An example of this effect is the movement in the USA price index (adopted and
followed by the ABS with only minor adjustment for timing) for personal computers
between 1994 and 1998. Between these years the index fell by 33.3% pa, of which
7.7% pa was due to a fall in the shelf price and 25.6 % pa was due to improving
quality1.
Other examples are contained in the recent Harmer Pension Review Report. At page
62 the report says:
Over the past 20 years, the CPI index for the purchase of motor vehicles has
increased by just 7.3 per cent. This in part reflects the extent to which cars
today are better equipped. From a consumer perspective, where such quality
upgrades are often taken as granted or involve changes that consumers may
not necessarily have chosen to purchase, the estimate is seemingly at odds
with the prices of any particular model of new car, which may have risen by
some 25 to 50 per cent over the same period.
A third area in which the pricing to constant quality approach to the CPI may
differ from consumer experience concerns the cost of renting. While the CPI
rental component increased by 22.9 per cent between December 1994 and
December 2005, the average rent paid by private tenants, as surveyed in the
ABS Survey of Income and Housing over the same period, increased by 41.2
per cent (ABS 2005–06). Again, much of this difference can be related to
improvements in the quality of the rental stock.
One of the difficulties with this subject is that the ABS does not publish any explicit
data about the quality adjustments that it makes to prices or about the precise extent of
past and present practices in this respect. All that we know is that many years ago
quality adjustments were limited to obviously needed adjustments for quantitative
changes such as a change in the size of a tin of baked beans. Today the ABS seeks
information from many manufacturers and importers about quality improvements for
all kinds of products and converts that data into pricing reductions based partly on
obscure statistical techniques and partly on judgement.
However the few examples quoted above are sufficient to demonstrate how
discounting shelf prices for perceived quality changes to arrive at a pure price
movement means that a pension indexed by CPI cannot maintain purchasing power. It
might be argued that it maintains purchasing power in relation to products that were
available at an earlier period but rapid obsolescence and model changes which are a
feature of modern markets makes that an impossible proposition to sell to a pensioner
living in the real world.

1
J. Steven Landefeld and Bruce T. Grimm, A Note on the Impact of Hedonics and Computers on Real
GDP, Bureau of Economic Analysis, Survey of Current Business, December 2000. p. 20.

2
There are some aspects of the design of the PBLCI that might improve its relevance to
the indexation needs of pensioners and beneficiaries but these will be completely
swamped by the use of pure pricing and not shelf pricing. Appendix 1 to the ABS
paper provides an indication of how little the PBLCI is likely to vary from the CPI.
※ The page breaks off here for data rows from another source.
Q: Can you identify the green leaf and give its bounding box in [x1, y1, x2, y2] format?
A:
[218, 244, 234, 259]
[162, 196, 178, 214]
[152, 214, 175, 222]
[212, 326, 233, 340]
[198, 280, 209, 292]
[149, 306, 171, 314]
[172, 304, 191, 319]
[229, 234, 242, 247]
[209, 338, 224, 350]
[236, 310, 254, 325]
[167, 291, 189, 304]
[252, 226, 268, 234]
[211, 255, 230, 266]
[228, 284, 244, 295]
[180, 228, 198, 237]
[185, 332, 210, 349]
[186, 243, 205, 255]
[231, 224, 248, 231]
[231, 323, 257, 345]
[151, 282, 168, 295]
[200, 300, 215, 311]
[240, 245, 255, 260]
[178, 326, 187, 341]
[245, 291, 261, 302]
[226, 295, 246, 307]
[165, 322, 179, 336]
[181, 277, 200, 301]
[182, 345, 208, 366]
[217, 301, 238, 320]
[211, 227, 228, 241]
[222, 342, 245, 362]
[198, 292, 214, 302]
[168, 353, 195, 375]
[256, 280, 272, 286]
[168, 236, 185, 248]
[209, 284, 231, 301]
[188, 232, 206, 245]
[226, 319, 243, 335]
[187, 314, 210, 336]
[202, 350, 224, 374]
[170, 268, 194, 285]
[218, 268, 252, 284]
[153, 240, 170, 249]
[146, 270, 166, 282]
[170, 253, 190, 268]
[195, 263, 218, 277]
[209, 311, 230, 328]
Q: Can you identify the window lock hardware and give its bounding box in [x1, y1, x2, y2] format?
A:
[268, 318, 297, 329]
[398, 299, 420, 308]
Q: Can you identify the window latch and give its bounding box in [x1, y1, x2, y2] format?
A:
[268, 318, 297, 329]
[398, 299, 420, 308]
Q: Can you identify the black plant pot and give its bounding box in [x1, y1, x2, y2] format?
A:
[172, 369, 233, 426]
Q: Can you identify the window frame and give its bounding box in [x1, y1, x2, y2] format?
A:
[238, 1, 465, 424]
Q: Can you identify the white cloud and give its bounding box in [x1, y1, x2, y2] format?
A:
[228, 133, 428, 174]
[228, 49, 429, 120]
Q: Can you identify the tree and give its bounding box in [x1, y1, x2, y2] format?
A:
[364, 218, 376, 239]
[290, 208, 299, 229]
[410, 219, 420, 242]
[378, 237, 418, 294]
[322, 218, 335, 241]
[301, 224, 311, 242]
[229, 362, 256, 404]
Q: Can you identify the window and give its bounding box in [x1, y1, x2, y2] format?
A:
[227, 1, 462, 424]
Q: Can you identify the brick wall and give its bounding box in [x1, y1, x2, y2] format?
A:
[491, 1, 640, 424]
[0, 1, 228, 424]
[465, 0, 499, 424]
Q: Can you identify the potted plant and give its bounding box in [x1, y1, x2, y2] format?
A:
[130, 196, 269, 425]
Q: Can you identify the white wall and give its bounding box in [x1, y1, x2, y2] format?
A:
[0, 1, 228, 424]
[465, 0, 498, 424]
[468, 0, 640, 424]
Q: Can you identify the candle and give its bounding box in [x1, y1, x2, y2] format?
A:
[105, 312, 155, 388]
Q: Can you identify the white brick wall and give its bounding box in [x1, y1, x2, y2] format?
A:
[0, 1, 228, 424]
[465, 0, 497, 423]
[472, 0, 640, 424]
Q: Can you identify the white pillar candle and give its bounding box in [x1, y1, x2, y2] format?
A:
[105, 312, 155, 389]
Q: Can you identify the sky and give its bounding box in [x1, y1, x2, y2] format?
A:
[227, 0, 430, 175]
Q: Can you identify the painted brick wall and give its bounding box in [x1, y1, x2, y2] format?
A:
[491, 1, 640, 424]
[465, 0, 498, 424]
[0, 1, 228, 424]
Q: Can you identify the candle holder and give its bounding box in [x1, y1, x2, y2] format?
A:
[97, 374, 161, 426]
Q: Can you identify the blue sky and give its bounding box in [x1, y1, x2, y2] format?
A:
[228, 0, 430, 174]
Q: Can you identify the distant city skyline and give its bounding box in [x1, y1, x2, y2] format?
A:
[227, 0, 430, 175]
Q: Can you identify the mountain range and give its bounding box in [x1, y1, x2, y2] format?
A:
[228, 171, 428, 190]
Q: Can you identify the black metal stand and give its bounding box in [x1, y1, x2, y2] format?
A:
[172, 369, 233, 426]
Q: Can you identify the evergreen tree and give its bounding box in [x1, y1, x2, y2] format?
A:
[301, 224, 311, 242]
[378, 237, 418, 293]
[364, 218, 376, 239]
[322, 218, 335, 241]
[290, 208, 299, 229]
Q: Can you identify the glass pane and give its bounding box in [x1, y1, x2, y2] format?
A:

Moreover, there is the unpleasant possibility that the PBLCI will be used
mischievously by interests in the community seeking to drive down benefits to
pensioners and beneficiaries in the pursuit of other fiscal purposes. Today we see
many examples of how the unscrupulous seek to perpetuate what was once true but is
now patently false that CPI indexation maintains the real purchasing power of a
pension.
The PBLCI should be based simply on shelf prices. The ABS already collects data on
shelf prices as it has done for years and returning to past practice for the estimation of
the PBLCI should not be a difficulty for it. Failing that the interests of pensioners and
beneficiaries will be best served if the ABS terminates its development of the PBLCI
forthwith. The Government in the Budget provided $18.5m over four years to the
ABS to develop and maintain the PBLCI. Terminating that requirement now should
generate a saving of a significant part of that sum.